All the skincare experts and beauty gurus have gone crazy over collagen.

Collagen is in every personal care product on the market: creams, lotions, oils, serums, soaps, and everything else.

So, of course, supplement manufacturers are fighting to sell you collagen in an easy-to-swallow form. We've been conditioned since Dr. Linus Pauling overhyped Vitamin C to buy as a supplement whatever we want more of inside our bodies, whether that makes sense or not.

Collagen is critical to the health and appearance of your skin, so it's hard to overstate its importance.

 

Collagen Holds You Together

Fundamentally, collagen is just another protein. It's not complete, however, because it's missing the amino acid tryptophan. 

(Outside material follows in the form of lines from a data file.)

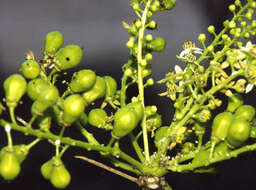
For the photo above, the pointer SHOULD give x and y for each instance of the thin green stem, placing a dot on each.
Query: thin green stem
(140, 78)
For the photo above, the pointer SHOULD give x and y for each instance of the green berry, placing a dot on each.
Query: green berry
(30, 69)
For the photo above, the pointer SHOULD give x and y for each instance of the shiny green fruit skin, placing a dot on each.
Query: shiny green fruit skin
(111, 86)
(48, 97)
(167, 4)
(234, 102)
(137, 108)
(82, 81)
(246, 112)
(160, 135)
(125, 120)
(46, 169)
(68, 57)
(220, 126)
(238, 132)
(83, 119)
(34, 88)
(157, 44)
(9, 166)
(15, 87)
(30, 69)
(97, 91)
(53, 42)
(60, 177)
(97, 117)
(73, 107)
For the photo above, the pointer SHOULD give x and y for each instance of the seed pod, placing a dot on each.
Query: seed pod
(9, 166)
(15, 87)
(246, 112)
(60, 177)
(73, 107)
(47, 98)
(137, 108)
(234, 102)
(97, 91)
(157, 44)
(154, 121)
(111, 86)
(30, 69)
(68, 57)
(125, 121)
(53, 42)
(34, 88)
(160, 136)
(82, 81)
(238, 132)
(97, 118)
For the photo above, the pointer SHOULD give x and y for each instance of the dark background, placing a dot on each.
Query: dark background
(96, 26)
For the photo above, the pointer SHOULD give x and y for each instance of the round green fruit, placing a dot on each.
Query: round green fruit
(238, 132)
(35, 87)
(68, 57)
(53, 42)
(97, 117)
(30, 69)
(125, 120)
(246, 112)
(83, 81)
(234, 102)
(15, 87)
(60, 177)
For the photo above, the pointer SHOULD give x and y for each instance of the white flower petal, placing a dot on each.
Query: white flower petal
(248, 88)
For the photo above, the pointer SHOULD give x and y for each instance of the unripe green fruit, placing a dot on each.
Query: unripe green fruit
(137, 108)
(246, 112)
(238, 132)
(73, 107)
(83, 119)
(68, 57)
(160, 136)
(46, 169)
(53, 42)
(97, 117)
(97, 91)
(15, 87)
(60, 177)
(157, 44)
(234, 102)
(9, 166)
(111, 86)
(48, 97)
(220, 126)
(167, 4)
(125, 121)
(82, 81)
(30, 69)
(35, 87)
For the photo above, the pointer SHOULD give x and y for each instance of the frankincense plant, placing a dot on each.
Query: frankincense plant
(226, 65)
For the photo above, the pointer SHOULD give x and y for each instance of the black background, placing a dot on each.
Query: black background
(96, 26)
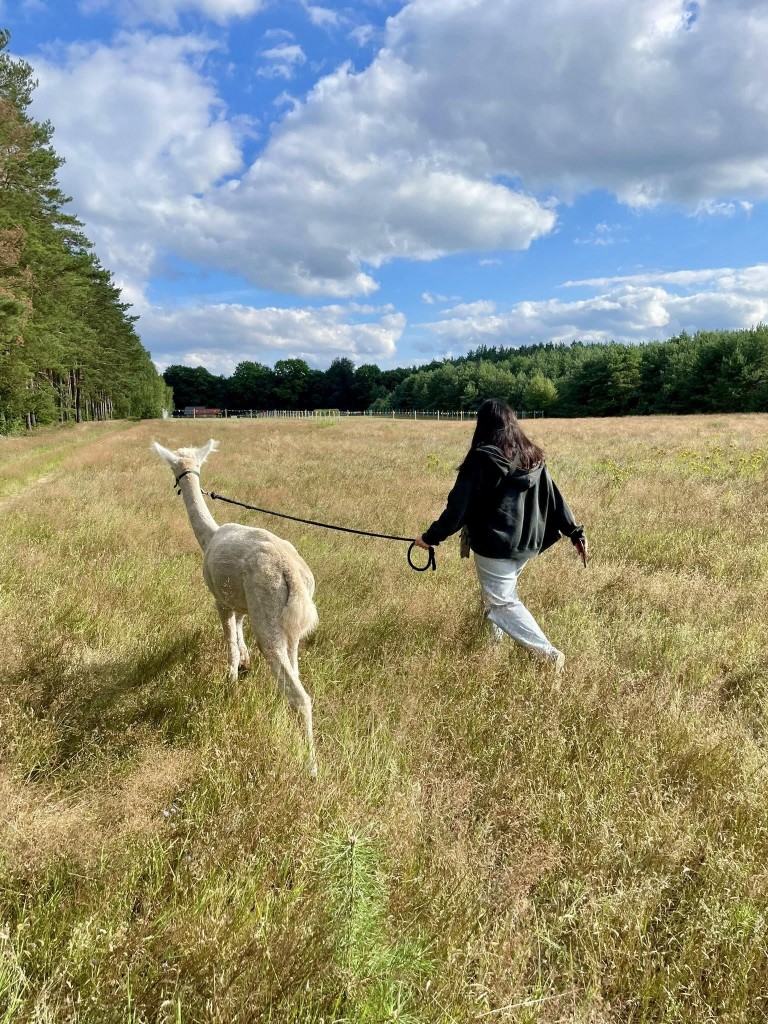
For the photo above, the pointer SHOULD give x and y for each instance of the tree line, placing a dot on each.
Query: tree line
(707, 372)
(69, 348)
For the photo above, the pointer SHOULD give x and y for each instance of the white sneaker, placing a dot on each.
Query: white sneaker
(497, 633)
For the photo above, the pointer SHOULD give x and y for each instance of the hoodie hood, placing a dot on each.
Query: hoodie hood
(520, 479)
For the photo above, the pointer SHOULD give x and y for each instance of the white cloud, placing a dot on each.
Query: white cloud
(138, 123)
(227, 334)
(284, 60)
(412, 158)
(642, 307)
(167, 12)
(324, 17)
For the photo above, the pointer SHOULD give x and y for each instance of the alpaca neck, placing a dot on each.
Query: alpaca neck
(202, 521)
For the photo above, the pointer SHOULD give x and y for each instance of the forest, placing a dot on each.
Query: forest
(69, 347)
(707, 372)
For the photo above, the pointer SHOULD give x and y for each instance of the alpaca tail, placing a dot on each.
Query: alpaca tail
(299, 614)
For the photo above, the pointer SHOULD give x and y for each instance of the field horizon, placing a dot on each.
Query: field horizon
(484, 842)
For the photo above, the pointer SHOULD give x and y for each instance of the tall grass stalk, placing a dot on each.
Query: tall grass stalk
(484, 842)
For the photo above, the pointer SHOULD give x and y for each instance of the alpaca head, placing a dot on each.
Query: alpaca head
(185, 460)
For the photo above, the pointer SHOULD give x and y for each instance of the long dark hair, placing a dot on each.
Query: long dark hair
(497, 424)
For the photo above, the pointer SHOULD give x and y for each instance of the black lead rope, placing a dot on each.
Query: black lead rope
(326, 525)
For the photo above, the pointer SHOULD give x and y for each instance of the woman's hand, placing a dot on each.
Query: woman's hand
(583, 550)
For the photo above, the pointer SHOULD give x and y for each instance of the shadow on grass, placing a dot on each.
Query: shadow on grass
(87, 710)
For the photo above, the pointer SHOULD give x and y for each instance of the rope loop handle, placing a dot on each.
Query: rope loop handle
(421, 568)
(327, 525)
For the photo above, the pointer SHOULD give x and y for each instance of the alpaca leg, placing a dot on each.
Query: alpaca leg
(290, 686)
(245, 656)
(229, 626)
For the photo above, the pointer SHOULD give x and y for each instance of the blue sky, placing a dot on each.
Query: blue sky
(396, 182)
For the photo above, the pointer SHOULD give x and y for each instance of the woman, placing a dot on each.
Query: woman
(512, 510)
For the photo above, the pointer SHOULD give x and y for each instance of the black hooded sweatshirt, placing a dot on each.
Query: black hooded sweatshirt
(509, 512)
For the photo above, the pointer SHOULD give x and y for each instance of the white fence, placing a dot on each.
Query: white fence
(336, 414)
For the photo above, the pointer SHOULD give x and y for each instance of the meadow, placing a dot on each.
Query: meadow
(484, 842)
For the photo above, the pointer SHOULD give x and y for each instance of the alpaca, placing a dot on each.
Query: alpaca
(252, 572)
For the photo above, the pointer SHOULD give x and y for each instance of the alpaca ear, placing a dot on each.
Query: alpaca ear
(164, 453)
(204, 452)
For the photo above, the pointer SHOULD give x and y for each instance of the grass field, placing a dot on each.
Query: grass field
(484, 842)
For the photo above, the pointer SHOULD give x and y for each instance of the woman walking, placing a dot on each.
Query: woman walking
(512, 510)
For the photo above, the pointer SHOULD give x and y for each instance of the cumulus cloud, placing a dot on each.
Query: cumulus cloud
(167, 12)
(421, 155)
(227, 334)
(283, 60)
(634, 308)
(140, 127)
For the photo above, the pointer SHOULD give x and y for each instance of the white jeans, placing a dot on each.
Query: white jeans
(505, 609)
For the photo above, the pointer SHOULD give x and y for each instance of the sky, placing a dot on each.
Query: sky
(400, 182)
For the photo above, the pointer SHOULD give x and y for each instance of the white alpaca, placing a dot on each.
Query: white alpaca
(252, 571)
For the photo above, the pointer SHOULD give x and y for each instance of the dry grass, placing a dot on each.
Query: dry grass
(482, 843)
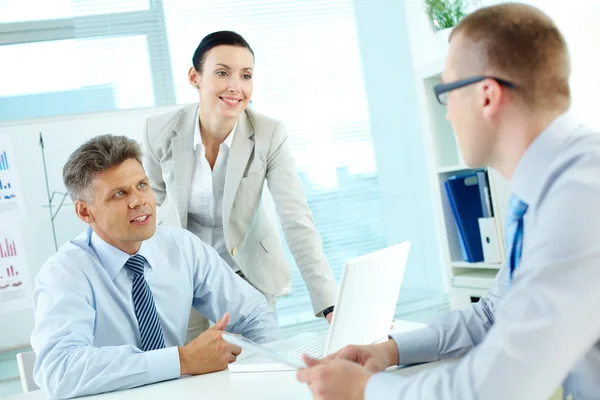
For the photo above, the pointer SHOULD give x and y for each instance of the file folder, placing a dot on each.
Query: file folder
(465, 201)
(484, 194)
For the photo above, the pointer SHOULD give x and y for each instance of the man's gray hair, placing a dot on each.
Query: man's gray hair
(95, 156)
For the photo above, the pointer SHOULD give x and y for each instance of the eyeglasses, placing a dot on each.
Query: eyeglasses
(442, 91)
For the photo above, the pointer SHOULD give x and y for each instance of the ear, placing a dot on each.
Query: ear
(491, 97)
(84, 212)
(193, 78)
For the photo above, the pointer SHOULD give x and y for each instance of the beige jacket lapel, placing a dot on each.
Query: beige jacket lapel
(182, 145)
(241, 150)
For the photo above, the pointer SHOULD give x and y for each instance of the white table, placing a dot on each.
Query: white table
(225, 385)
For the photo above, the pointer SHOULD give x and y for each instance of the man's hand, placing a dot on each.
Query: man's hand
(374, 357)
(208, 352)
(329, 317)
(334, 379)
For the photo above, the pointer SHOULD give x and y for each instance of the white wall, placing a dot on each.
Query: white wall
(577, 19)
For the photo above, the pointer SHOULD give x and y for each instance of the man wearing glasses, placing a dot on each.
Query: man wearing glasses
(506, 88)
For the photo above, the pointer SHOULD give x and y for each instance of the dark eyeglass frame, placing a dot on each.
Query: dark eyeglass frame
(447, 87)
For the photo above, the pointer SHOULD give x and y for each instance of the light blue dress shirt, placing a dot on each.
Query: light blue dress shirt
(86, 336)
(522, 342)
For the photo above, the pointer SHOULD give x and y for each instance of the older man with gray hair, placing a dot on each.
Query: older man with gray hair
(112, 305)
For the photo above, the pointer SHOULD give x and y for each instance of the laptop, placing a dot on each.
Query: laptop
(364, 311)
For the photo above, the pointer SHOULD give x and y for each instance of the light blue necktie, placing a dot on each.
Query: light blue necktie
(145, 310)
(514, 233)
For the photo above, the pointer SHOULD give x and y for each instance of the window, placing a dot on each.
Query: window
(132, 53)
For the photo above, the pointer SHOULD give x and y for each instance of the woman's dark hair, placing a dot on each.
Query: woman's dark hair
(215, 39)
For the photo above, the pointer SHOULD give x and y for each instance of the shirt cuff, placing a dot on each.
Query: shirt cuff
(163, 364)
(417, 346)
(382, 386)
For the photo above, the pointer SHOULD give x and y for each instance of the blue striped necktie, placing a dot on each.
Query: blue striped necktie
(514, 233)
(145, 310)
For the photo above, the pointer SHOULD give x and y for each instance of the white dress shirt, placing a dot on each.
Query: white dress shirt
(86, 336)
(205, 206)
(522, 342)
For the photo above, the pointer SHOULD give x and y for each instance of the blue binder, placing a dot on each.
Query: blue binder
(465, 201)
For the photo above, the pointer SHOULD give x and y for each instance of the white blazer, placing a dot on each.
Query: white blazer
(259, 152)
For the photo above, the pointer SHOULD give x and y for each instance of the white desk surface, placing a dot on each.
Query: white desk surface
(225, 385)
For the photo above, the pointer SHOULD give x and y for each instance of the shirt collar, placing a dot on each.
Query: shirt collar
(532, 169)
(113, 259)
(198, 138)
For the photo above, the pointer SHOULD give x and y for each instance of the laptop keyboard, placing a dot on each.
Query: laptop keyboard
(314, 348)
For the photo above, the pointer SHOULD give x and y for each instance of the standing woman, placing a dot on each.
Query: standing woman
(207, 165)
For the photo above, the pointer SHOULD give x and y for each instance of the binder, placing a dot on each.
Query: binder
(484, 194)
(465, 201)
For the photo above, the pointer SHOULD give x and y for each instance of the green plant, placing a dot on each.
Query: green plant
(445, 13)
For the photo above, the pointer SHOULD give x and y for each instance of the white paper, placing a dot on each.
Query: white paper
(11, 195)
(16, 287)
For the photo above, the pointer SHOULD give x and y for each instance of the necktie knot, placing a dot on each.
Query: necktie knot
(136, 264)
(516, 209)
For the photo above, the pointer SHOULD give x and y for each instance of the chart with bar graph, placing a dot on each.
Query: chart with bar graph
(9, 273)
(8, 249)
(3, 161)
(10, 188)
(15, 282)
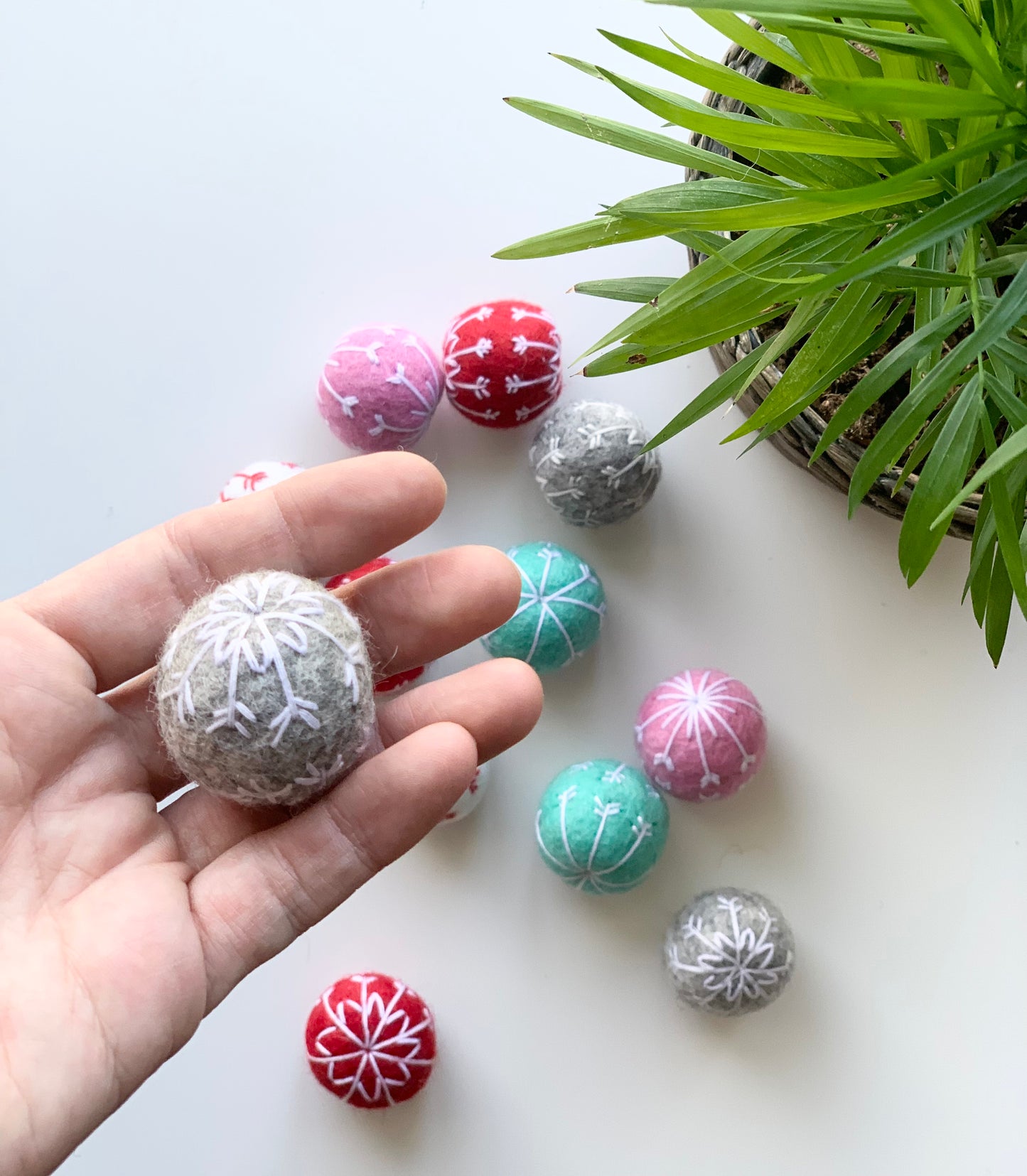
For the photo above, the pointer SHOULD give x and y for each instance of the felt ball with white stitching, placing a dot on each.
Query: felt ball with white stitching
(502, 362)
(379, 388)
(265, 691)
(371, 1041)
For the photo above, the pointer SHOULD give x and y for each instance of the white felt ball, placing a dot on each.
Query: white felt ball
(471, 797)
(258, 475)
(265, 691)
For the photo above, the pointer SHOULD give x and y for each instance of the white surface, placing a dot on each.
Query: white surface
(198, 199)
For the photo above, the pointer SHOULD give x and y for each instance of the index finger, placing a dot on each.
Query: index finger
(117, 607)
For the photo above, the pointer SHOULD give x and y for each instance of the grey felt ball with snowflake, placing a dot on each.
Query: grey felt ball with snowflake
(730, 951)
(587, 459)
(265, 691)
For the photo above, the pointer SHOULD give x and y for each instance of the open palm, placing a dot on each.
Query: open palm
(122, 926)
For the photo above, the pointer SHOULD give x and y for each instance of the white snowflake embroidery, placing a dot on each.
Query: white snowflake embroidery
(704, 709)
(382, 1037)
(584, 875)
(453, 353)
(738, 966)
(249, 621)
(537, 596)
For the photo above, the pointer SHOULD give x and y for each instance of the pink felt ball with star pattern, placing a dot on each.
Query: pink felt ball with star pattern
(502, 362)
(379, 388)
(700, 734)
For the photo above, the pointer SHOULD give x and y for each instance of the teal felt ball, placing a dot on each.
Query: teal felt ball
(601, 826)
(560, 612)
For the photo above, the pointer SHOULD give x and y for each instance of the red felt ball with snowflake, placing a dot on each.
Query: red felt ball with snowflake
(502, 362)
(394, 681)
(371, 1041)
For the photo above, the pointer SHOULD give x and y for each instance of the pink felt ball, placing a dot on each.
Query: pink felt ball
(700, 734)
(502, 362)
(379, 388)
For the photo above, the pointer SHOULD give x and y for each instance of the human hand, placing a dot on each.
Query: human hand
(122, 927)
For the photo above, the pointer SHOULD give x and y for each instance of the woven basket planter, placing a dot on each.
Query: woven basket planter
(799, 439)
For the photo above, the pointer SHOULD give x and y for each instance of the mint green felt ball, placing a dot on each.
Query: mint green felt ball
(601, 826)
(560, 613)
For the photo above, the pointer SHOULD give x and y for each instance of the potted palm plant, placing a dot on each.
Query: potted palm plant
(856, 215)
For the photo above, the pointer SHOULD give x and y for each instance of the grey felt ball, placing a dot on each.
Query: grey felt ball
(730, 951)
(587, 459)
(265, 691)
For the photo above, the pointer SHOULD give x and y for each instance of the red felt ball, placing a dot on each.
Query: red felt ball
(394, 681)
(502, 362)
(371, 1041)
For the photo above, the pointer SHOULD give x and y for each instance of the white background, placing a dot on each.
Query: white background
(198, 199)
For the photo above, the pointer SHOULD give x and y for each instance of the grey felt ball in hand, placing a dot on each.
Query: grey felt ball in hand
(265, 691)
(730, 951)
(587, 459)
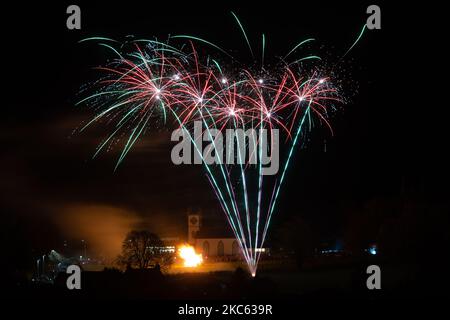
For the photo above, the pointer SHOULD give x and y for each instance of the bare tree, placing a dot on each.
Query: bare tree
(143, 249)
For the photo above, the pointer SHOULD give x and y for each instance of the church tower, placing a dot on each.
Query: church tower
(194, 225)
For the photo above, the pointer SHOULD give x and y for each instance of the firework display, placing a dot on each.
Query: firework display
(152, 83)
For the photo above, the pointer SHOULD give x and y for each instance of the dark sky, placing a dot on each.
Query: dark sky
(48, 177)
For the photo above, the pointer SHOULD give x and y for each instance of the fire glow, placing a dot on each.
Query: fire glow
(191, 259)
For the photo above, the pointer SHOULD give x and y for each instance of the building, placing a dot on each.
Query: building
(211, 241)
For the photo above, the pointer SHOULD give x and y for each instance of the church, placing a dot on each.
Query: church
(211, 241)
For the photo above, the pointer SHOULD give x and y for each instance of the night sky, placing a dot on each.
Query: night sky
(386, 143)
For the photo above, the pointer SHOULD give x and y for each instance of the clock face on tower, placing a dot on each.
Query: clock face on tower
(193, 221)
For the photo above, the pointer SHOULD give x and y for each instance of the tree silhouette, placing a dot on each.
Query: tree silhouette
(143, 249)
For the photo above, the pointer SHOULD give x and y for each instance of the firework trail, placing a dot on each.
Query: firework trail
(156, 83)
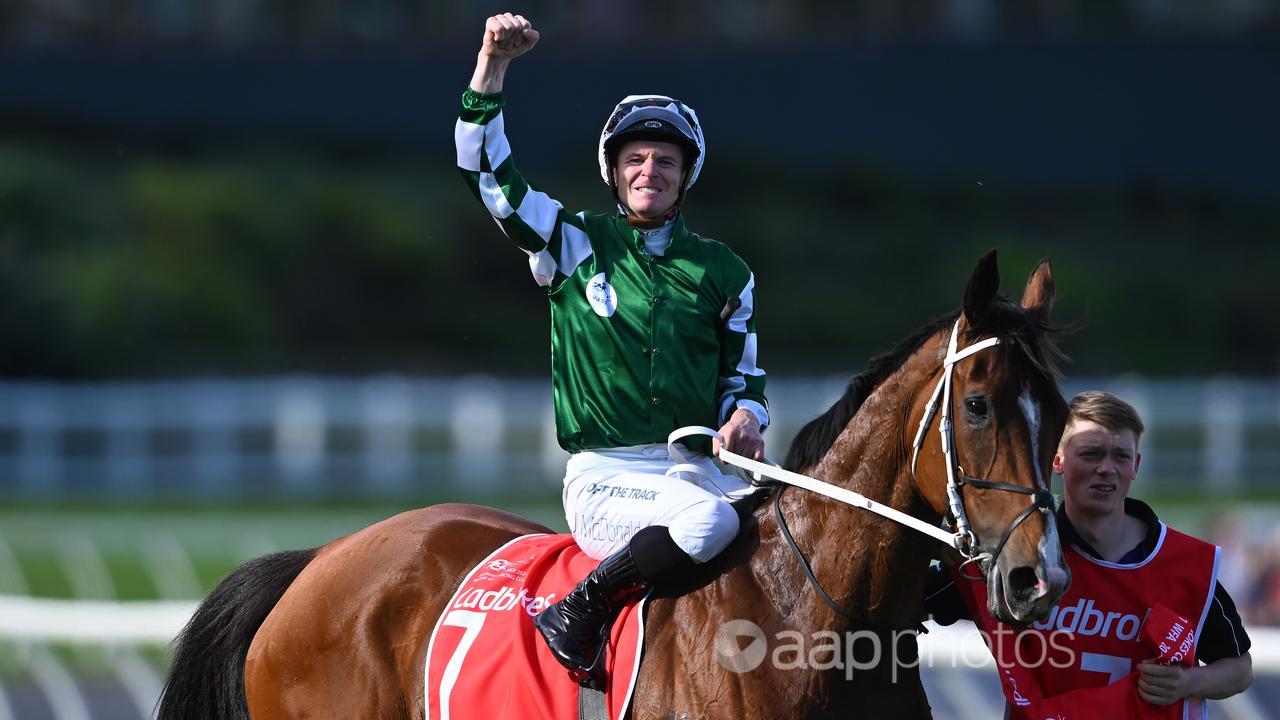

It makes up 30% of your body's protein - 75% of the entire weight of your skin.

Because a reduction in collagen is most noticeable in our skin, that's what most concerns us. However, it's required for all our tissues that need strength: connective tissues such as bones, ligaments, muscles, and tendons.

In your skin, collagen provides most of the size and mass. It's sort of like a concrete wall, though it's not only firm but flexible. It helps give your skin its elasticity.

That's why the loss of collagen also makes your skin thinner and stiffer.

 

The Problem of Collagen Degradation Over Time

Like all good things, collagen goes down as we age. We lose around 1% each year.

That's not much year over year, but eventually, the skin that started out looking new, full, and fresh as a baby began to look like the shattered concrete walls of a Berlin apartment building at the end of World War II.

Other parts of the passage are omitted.